Pemuda itu tidak tahu pasti yang mereka bicarakan, tapi sudut hatinya ngilu.


Cemburunya pada Marvel masih sangat besar, karena Marvel adalah saingan terberatnya.


Apalagi melihat Ara yang terus-terusan tersenyum membuatnya semakin geram.


"Ngobrol sama orang lain aja bahagianya kaya gitu, giliran ngobrol sama suaminya juteknya luar biasa..." Gumam Rangga dan jelas terdengar oleh Ara.

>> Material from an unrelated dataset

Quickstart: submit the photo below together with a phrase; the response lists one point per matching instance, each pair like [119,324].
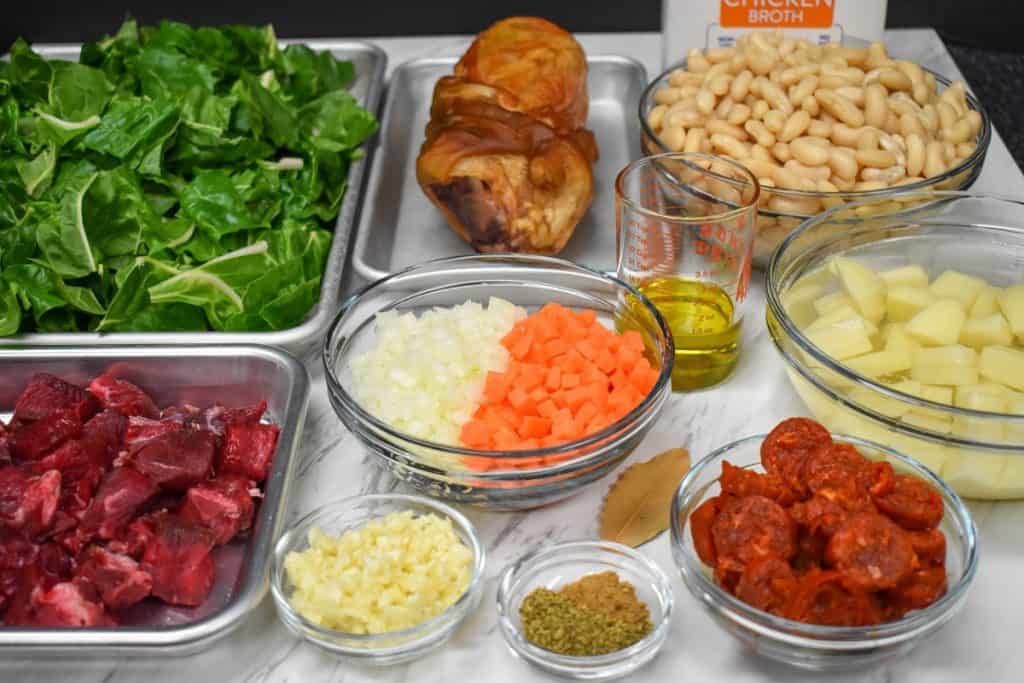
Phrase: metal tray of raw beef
[398,226]
[370,62]
[232,376]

Sementara Ara hanya melengos saja.


" Iya brothy, nggak papa, iya nanti telp Lili lagi ya...bye, Waalaikumsalam..."


Ara meletakkan ponselnya di meja nakas, dan segera naik ke kasur tanpa bicara apa-apa.


Sebenarnya mulutnya gatal ingin menyahuti gumaman Rangga, tapi Ara malas, capek berantem terus.


Diapun tengkurap di samping Rangga dengan buku yang diberdirikan diatas kasur untuk dibaca.


Kulit mulus Ara yang kontras dengan baju tidur warna hitamnya membuat Rangga mengusap wajahnya kasar.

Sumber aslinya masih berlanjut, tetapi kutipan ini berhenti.